The long-term goal is ambitious: build a full documentation layer that lets an AI understand every motor, joint limit and capability of the arm, so that complex operations can be prompted in natural language directly from the browser and executed on the physical robot in real time.
The Control Interface
A React-based control panel that connects directly to an Arduino via the Web Serial API. Each motor can be configured individually with custom ranges and target positions. A gamepad-style pad control allows smooth real-time movement of any selected joint.

How It Works
Browser
The React app runs entirely in the browser.

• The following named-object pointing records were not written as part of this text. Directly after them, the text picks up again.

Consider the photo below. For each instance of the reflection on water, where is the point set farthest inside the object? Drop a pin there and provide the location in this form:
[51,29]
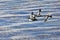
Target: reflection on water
[14,24]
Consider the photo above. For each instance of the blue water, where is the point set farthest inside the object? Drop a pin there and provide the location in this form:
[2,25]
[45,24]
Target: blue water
[14,23]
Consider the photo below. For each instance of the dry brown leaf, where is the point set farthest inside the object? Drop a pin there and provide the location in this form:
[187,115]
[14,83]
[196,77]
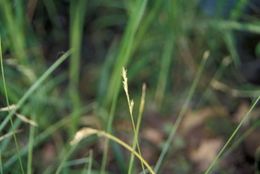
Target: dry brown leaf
[196,118]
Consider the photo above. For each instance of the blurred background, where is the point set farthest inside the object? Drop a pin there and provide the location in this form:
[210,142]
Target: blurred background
[198,59]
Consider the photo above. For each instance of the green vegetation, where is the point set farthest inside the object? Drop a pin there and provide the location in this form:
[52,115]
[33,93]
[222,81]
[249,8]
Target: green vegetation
[109,87]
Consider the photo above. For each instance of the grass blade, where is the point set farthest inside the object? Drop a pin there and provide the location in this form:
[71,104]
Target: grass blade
[182,113]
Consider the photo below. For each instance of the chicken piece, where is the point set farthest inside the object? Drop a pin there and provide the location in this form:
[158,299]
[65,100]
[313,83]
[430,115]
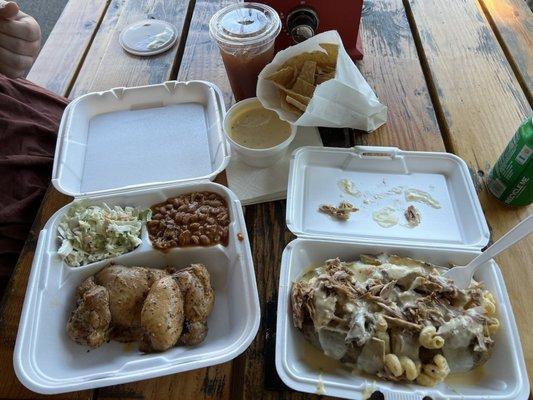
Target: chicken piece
[162,315]
[127,287]
[199,297]
[89,321]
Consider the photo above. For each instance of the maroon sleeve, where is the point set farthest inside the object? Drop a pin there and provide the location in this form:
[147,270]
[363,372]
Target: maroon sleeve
[29,119]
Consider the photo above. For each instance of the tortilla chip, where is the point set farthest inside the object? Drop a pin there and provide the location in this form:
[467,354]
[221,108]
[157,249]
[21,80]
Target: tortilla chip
[287,107]
[284,76]
[296,103]
[301,98]
[307,73]
[324,77]
[332,50]
[304,88]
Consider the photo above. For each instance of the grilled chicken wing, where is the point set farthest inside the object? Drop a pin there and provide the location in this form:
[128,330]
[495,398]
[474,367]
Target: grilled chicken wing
[162,316]
[128,287]
[199,298]
[89,321]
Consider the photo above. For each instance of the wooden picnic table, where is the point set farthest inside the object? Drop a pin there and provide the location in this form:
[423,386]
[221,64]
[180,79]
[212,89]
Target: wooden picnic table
[457,76]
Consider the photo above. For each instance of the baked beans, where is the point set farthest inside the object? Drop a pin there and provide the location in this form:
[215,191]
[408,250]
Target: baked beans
[192,219]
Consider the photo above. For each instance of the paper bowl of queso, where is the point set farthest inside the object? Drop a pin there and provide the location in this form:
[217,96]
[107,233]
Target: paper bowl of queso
[257,134]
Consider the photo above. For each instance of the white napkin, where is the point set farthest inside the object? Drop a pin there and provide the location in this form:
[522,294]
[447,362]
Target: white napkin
[259,185]
[346,101]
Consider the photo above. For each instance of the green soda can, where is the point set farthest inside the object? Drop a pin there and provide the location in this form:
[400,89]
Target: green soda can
[511,178]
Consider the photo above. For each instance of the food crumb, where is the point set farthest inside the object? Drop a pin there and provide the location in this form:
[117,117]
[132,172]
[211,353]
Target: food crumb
[341,212]
[386,217]
[320,389]
[412,215]
[348,187]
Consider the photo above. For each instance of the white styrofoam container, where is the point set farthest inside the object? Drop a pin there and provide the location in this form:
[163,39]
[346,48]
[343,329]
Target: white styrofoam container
[176,145]
[455,233]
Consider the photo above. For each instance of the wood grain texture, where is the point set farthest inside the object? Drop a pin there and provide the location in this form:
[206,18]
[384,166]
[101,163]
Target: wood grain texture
[64,51]
[392,68]
[207,383]
[482,105]
[11,306]
[512,21]
[201,57]
[110,66]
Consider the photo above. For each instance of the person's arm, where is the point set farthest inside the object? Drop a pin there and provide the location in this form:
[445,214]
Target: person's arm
[20,40]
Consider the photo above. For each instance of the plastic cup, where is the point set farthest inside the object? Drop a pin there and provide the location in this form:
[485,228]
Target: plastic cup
[259,158]
[245,34]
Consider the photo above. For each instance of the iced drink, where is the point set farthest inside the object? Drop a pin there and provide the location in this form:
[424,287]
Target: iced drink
[245,33]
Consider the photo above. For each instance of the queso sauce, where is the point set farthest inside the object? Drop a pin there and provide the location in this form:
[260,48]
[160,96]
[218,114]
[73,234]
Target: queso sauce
[256,127]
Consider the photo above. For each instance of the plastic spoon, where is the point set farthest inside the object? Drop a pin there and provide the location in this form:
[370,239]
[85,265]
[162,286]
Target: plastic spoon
[462,275]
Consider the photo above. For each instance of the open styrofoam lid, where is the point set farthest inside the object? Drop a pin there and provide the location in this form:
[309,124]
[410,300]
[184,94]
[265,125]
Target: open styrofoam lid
[141,136]
[382,177]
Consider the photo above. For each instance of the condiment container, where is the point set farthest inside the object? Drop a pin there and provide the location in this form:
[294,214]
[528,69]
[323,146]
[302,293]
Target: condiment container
[136,146]
[454,233]
[260,158]
[245,34]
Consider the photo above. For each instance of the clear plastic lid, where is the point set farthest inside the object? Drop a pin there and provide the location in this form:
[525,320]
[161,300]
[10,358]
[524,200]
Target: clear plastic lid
[245,24]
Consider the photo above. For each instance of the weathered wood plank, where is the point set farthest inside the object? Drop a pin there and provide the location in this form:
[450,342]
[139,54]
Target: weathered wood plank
[11,307]
[512,21]
[392,68]
[64,51]
[201,57]
[482,105]
[207,383]
[200,60]
[110,66]
[105,66]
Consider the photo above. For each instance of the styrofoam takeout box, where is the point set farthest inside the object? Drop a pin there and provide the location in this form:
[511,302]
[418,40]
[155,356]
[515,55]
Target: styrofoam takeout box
[138,147]
[454,233]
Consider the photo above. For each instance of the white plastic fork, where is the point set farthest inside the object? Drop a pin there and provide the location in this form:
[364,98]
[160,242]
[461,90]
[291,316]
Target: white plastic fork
[462,275]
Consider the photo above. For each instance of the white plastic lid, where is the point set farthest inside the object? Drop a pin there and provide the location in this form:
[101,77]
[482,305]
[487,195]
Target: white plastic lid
[148,37]
[245,24]
[381,177]
[131,138]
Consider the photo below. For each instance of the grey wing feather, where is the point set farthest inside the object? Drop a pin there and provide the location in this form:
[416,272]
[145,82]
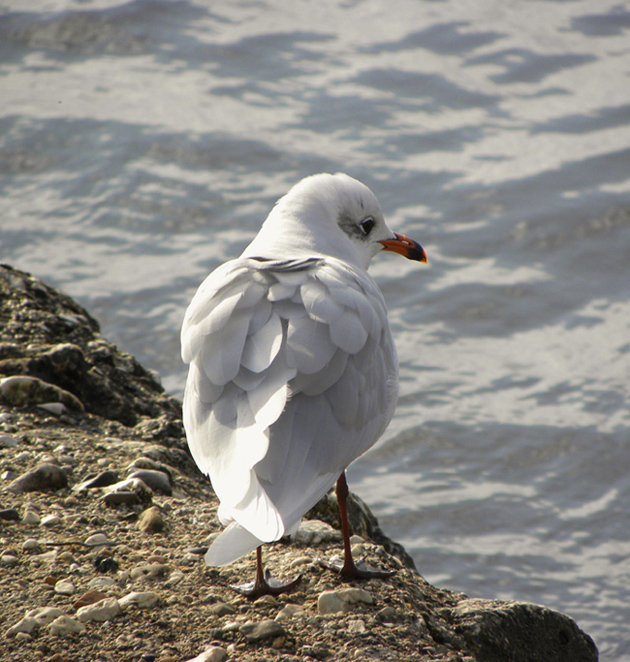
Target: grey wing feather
[293,375]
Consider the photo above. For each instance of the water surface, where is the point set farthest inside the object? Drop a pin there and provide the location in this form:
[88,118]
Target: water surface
[142,143]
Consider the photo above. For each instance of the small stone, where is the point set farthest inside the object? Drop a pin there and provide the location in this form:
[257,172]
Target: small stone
[151,520]
[140,599]
[55,408]
[388,615]
[9,560]
[266,600]
[300,561]
[63,626]
[175,578]
[150,571]
[288,612]
[89,598]
[66,557]
[101,582]
[8,441]
[30,544]
[222,609]
[330,602]
[64,587]
[97,540]
[356,627]
[103,479]
[44,478]
[51,520]
[158,481]
[104,610]
[261,630]
[211,654]
[45,615]
[139,487]
[121,499]
[46,557]
[25,625]
[105,564]
[31,518]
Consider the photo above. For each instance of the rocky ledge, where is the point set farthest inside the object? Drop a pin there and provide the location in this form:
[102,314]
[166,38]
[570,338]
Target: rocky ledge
[104,520]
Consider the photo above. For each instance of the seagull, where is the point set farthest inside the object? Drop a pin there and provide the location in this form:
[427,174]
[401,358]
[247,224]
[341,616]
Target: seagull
[293,371]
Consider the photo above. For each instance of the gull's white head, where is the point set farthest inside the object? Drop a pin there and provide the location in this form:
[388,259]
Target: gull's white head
[329,215]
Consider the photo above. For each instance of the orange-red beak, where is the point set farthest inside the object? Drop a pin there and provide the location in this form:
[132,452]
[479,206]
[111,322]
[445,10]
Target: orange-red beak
[407,247]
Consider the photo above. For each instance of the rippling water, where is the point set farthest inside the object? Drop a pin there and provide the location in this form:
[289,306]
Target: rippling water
[142,143]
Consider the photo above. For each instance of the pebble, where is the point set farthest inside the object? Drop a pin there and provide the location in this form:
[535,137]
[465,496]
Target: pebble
[55,408]
[64,587]
[43,478]
[97,540]
[175,578]
[51,520]
[63,626]
[289,611]
[151,520]
[103,479]
[388,615]
[331,602]
[31,518]
[103,610]
[158,481]
[135,485]
[140,599]
[315,532]
[261,630]
[222,609]
[89,598]
[150,571]
[45,615]
[356,627]
[30,544]
[211,654]
[9,560]
[300,561]
[8,441]
[121,499]
[27,624]
[66,557]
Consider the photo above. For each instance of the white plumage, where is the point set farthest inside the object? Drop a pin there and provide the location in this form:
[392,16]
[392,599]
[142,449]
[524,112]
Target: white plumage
[293,370]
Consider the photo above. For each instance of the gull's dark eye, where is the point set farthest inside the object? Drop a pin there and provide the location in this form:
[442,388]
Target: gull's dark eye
[367,226]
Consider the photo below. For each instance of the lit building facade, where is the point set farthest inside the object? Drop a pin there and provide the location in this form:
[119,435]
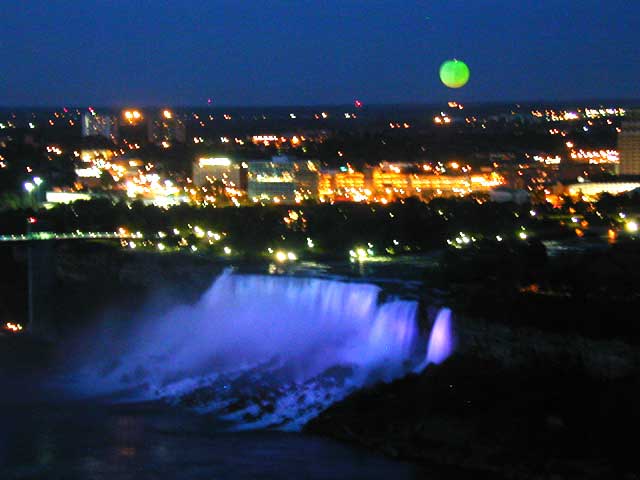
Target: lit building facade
[629,144]
[208,170]
[167,130]
[271,180]
[94,125]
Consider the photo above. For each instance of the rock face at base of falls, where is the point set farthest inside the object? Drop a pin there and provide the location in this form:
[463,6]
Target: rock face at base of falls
[512,403]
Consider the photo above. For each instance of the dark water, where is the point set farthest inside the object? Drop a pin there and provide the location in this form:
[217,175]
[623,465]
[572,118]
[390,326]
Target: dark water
[151,442]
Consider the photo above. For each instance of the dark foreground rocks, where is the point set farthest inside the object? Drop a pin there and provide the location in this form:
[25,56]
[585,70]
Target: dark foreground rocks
[560,412]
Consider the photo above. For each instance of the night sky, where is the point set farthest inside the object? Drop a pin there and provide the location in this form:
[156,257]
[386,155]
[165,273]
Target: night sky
[244,52]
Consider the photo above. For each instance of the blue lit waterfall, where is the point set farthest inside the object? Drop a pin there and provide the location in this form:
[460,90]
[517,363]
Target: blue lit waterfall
[263,351]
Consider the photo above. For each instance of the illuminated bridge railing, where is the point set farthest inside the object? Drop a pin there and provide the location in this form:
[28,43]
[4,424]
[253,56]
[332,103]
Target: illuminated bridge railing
[63,236]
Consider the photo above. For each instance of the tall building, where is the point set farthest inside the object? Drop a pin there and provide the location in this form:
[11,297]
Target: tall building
[307,175]
[167,130]
[629,144]
[94,125]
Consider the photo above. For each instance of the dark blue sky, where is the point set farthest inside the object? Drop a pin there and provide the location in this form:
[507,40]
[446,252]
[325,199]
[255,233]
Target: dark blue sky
[249,52]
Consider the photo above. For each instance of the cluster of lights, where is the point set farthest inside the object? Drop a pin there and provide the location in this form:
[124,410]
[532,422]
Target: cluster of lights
[596,156]
[13,327]
[548,160]
[33,184]
[361,254]
[556,115]
[604,112]
[132,116]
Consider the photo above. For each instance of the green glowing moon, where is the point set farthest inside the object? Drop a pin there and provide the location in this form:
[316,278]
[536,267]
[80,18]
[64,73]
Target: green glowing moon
[454,73]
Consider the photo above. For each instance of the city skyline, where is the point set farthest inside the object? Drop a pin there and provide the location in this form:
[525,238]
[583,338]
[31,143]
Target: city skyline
[220,54]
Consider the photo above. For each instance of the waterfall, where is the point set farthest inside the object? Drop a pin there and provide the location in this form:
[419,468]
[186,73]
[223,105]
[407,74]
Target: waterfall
[263,351]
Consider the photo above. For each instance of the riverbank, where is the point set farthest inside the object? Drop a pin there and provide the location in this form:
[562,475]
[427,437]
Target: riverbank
[511,403]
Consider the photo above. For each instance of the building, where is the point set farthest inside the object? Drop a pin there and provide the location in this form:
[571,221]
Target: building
[307,177]
[167,130]
[271,180]
[210,170]
[506,194]
[94,125]
[629,144]
[591,191]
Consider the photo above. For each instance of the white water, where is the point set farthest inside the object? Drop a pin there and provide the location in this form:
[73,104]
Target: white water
[261,351]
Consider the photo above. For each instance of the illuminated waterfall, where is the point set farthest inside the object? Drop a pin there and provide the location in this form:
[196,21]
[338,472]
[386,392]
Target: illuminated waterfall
[264,351]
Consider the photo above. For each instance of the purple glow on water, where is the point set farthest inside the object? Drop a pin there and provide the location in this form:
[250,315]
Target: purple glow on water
[281,333]
[441,339]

Motor configurations, positions and movement commands are managed through React state and dispatched as serial messages.
Web Serial API
No backend needed. The browser communicates directly with the Arduino board over USB using the Web Serial API, sending position commands as structured byte sequences.
Arduino + Servos
The Arduino receives serial commands and drives a Waveshare servo controller board, translating position values into PWM signals for each of the 6 STS3215 servo motors.
Bill of Materials
The full parts list for this build. All structural parts are 3D-printed following the SO-ARM100 design. This is likely the only SO-100 build running on Waveshare 30KG serial bus servos rather than the standard Feetech motors.
The Hardware
Every structural piece of the arm is 3D-printed from the SO-ARM100 open-source files. The build uses 6 Waveshare 30KG serial bus servos — a deliberate departure from the Feetech STS3215 motors found in standard SO-100 builds. A Waveshare servo driver board handles communication across all 6 joints: shoulder pan, shoulder lift, elbow flex, wrist flex, wrist roll, and gripper. An ESP32 board and a UVC camera complete the hardware setup.


Motor Configuration
Each joint has its own range limits and default position. The interface allows sending individual commands per motor or controlling them smoothly via the pad controller.
| Motor | Min | Max | Default |
|---|---|---|---|
| shoulder_pan | 1400 | 2900 | 2000 |
| shoulder_lift | 1100 | 2700 | 2000 |
| elbow_flex | 1100 | 2900 | 2000 |
| wrist_flex | 1000 | 2900 | 2000 |
| wrist_roll | 900 | 3700 | 2000 |
| gripper | 1940 | 2600 | 2000 |
The Result
The final assembled arm, controlled entirely from a React interface in the browser.



Roadmap
The end goal: an AI that knows every motor, joint limit and capability of the arm, executing operations prompted in natural language directly from the browser.
Hardware Assembly
3D print all structural parts, assemble the SO-100 arm with Waveshare 30KG servos and wire the motor control board.
React Controller
Build a browser-based control panel with per-motor configuration, gamepad-style pad control and real-time serial communication via Web Serial API.
Camera & Vision
Integrate the UVC camera feed into the browser interface for visual feedback during operation.
AI Documentation Layer
Create a structured knowledge base describing every motor, joint range, coordinate frame and operational constraint of the arm.
Prompt-to-Action
Connect an LLM to the documentation layer so that natural-language prompts typed in the browser are translated into motor commands and executed on the physical robot in real time.